Résumé de la décision
M. C D, ressortissant bangladais, a contesté un arrêté du préfet de la Seine-Saint-Denis l'obligeant à quitter le territoire français dans un délai de trente jours. Il a soutenu que l'arrêté était signé par une autorité incompétente, qu'il violait l'article 3 de la Convention européenne des droits de l'homme et l'article L. 513-2 du code de l'entrée et du séjour des étrangers et du droit d'asile, et que sa demande d'asile devait être réexaminée. Le tribunal a rejeté sa requête, considérant que l'arrêté était légalement signé et que les allégations de risque en cas de retour n'étaient pas étayées.
Arguments pertinents
1. Incompétence du signataire : Le tribunal a écarté le moyen tiré de l'incompétence du signataire de l'arrêté, en précisant que l'arrêté avait été signé par M. A B, adjoint à la cheffe de bureau de l'asile, qui avait une délégation de signature valide. Le tribunal a affirmé que "l'arrêté attaqué a été signé par une autorité régulièrement investie d'une délégation de signature".
2. Violation des droits : Concernant les allégations de risque en cas de retour au Bangladesh, le tribunal a noté que M. D n'a pas fourni d'éléments probants pour soutenir ses affirmations. Il a ainsi conclu que "les moyens tirés de la violation de l'article L. 513-2 et de la méconnaissance de l'article 3 de la convention européenne ne peuvent qu'être écartés".
3. Demande de réexamen : Le tribunal a également souligné que la volonté de M. D de présenter une nouvelle demande d'asile n'affectait pas la légalité de l'arrêté, affirmant que "la circonstance que le requérant entendrait présenter une demande de réexamen de sa demande d'asile auprès de l'OFPRA est sans incidence sur la légalité de l'arrêté attaqué".
Interprétations et citations légales
1. Article 20 de la loi du 10 juillet 1991 : Cet article permet l'admission provisoire à l'aide juridictionnelle en cas d'urgence.

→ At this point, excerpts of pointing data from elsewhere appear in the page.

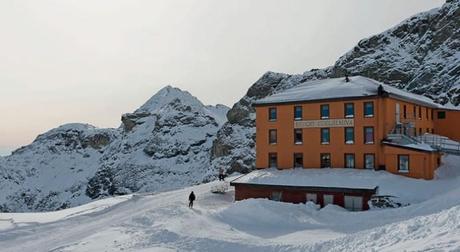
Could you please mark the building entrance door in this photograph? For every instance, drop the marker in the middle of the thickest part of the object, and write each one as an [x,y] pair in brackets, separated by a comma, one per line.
[311,197]
[354,203]
[328,199]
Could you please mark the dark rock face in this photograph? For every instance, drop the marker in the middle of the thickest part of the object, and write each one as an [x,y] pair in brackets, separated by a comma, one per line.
[130,120]
[163,145]
[422,55]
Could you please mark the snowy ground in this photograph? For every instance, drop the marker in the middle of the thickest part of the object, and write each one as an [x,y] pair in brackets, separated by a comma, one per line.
[163,222]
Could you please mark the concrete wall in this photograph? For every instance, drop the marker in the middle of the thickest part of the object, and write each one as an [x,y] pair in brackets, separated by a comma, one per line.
[294,195]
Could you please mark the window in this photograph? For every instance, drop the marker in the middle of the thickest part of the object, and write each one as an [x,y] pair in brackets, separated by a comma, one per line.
[298,113]
[368,109]
[368,135]
[312,197]
[324,111]
[349,160]
[298,160]
[325,160]
[328,199]
[272,160]
[276,196]
[298,139]
[353,203]
[403,163]
[369,161]
[441,114]
[272,114]
[272,136]
[349,135]
[325,135]
[349,110]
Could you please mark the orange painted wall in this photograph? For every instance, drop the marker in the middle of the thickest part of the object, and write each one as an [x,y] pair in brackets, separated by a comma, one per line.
[383,122]
[421,164]
[312,147]
[449,126]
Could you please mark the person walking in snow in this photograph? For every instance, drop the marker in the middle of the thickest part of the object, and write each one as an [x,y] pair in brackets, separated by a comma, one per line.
[221,174]
[191,198]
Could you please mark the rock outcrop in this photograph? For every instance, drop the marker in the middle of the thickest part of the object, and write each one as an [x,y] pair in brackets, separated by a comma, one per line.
[421,55]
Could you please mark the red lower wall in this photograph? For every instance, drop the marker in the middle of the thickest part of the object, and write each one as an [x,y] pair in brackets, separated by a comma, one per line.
[295,195]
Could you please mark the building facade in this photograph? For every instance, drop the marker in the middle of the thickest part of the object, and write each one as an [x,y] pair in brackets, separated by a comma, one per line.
[372,126]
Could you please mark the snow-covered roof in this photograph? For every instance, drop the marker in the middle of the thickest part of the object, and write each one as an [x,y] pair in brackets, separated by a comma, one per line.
[334,177]
[415,146]
[338,88]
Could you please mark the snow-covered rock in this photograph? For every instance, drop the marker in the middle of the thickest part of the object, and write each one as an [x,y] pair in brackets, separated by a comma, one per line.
[164,144]
[420,55]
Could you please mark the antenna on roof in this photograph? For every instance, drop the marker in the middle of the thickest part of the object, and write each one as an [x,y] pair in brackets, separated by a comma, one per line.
[381,91]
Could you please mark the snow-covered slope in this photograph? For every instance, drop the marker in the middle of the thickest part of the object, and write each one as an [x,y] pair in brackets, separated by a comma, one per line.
[420,55]
[164,144]
[163,222]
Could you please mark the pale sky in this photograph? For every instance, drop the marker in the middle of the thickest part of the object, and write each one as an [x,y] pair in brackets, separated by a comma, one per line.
[92,60]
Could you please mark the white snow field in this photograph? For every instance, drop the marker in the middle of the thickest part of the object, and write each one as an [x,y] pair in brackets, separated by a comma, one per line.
[163,222]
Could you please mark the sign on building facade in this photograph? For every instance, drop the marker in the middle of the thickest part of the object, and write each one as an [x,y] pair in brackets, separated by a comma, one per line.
[329,123]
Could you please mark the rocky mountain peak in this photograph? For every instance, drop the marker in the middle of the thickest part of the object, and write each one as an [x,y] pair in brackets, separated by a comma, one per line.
[420,55]
[166,96]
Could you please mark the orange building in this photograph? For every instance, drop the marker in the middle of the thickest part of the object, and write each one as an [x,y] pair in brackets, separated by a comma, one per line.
[354,123]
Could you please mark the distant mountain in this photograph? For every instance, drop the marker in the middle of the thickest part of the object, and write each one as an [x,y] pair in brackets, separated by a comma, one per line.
[421,55]
[165,144]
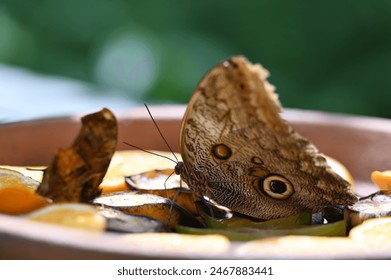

Le tribunal a appliqué cette disposition pour admettre M. D à l'aide juridictionnelle, en raison de l'urgence de la situation.
2. Code de l'entrée et du séjour des étrangers et du droit d'asile - Article L. 513-2 : Cet article stipule les conditions dans lesquelles un étranger peut être éloigné du territoire français. Le tribunal a noté que M. D n'a pas démontré que son éloignement violerait ses droits, ce qui a conduit à l'écartement de ce moyen.
3. Convention européenne de sauvegarde des droits de l'homme et des libertés fondamentales - Article 3 : Cet article interdit les traitements inhumains ou dégradants. Le tribunal a précisé que les allégations de M. D concernant des menaces de mort n'étaient pas suffisamment étayées pour justifier une violation de cet article.
En conclusion, le tribunal a rejeté la requête de M. D, considérant que les arguments avancés n'étaient pas fondés et que l'arrêté du préfet était légalement valide.